I’ve written and lectured for many years about the essential concept of simplicity in trying lawsuits. Extensive research has demonstrated repeatedly that the message must be simple and consistent. The rule of three, that is that lists should not be longer than three points, is based upon this concept. Trial lawyers must consistently discipline themselves to making the message simple. A consistent theme with a simple message is a fundamental part of communication.

A recent trial illustrates this point. On November 6 James Stewart, a writer for the New York Times, published in the Times an article entitled “Dewey’s Jury’s Deadlock Exposes a System’s Flaws.” The article was about criminal charges of  financial fraud against senior partners in what was one of New York’s most prominent law firms after it financially collapsed. The trial lasted 4 ½ months. The jury of seven women and five men deliberated for 21 days only to be unable to render any verdict on the 93 counts. The jury was dismissed as deadlocked.

The information about the jury deliberation has lessons for us. It turns out they were unable to agree on even the most basic definitions due to the complexity of the prosecutions trial approach. They sent a note to the judge asking for an explanation of what it means to “deliberate.” They expressed confusion over the concept of burden of proof . They debated irrelevant issues like why two of the defendants had such deep suntan’s.
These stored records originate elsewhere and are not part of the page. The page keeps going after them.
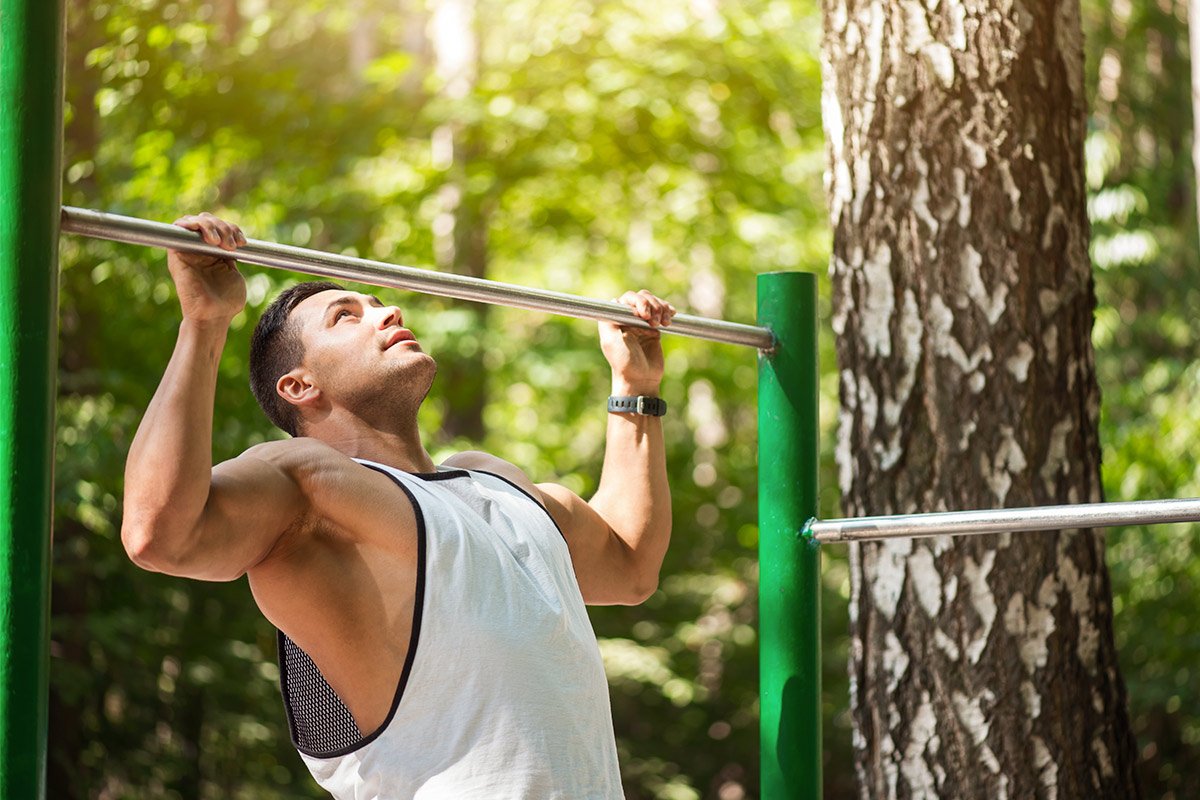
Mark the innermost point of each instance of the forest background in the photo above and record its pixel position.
(587, 148)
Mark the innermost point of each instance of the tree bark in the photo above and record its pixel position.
(461, 228)
(1194, 54)
(963, 298)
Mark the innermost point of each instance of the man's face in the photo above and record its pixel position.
(359, 353)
There was a great deal of hostility in the jury room.Some jurors refused to budge or explain their positions. Others seem to change their minds constantly. Some jurors close their eyes and refuse to listen when other jurors spoke. In that regard, we know that given complex messages, jurors first try to understand, then they become angry and stop listening. These  are angry jurors because the message is too complex and not understood.

The law required a unanimous decision. It turns out however that preliminary  votes on the most serious charges were 11 to 1 not guilty for one defendant, 10 to 2 not guilty for another and 7-5 guilty for a third defendant. The writer consulted with a professor of psychology at Indiana University and author of the book “jury decision-making.” The expert noted regarding the preliminary vote count, that extensive research suggests that two thirds is a critical mass and getting a verdict. “In other words, nine or more jurors can often get the holdouts to join the majority. But, with four or more jurors, they receive enough reinforcement from fellow jurors to stand their ground. That’s where you tend to get hung juries.”
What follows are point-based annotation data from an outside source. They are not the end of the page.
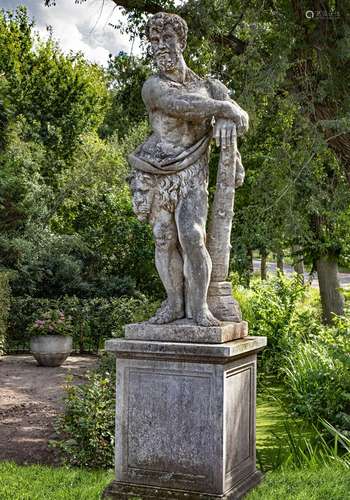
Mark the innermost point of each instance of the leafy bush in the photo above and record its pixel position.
(318, 376)
(93, 320)
(86, 428)
(52, 322)
(270, 308)
(4, 307)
The professor noted that while prosecutors tend to like multiple counts hoping something will stick- there were 150 in this case – too many resulted in confusion. He also promoted the virtue of simplicity. He quoted one of the jurors to illustrate this. The juror had said: “I just wanted the prosecution to give it to me and one sentence.” The professor pointed out:

“They’re hungering for a story to tie together all these disparate facts. That’s very consistent with how scholars think about juries and jury trials. Trials are like movies. There is a plot, and if the plot doesn’t make sense, jurors get confused.”

The lesson here seems obvious. 4 1/2 months of trial involving 150 counts of felony charges is destined for deadlock unless the prosecution is successful in simplifying the issues. Frankly I don’t know how one would simplify issues involving 150 counts. I’d say this case was destined for failure before it ever started. Let’s resolve to be short, simple and to the point in all of our communications with juries.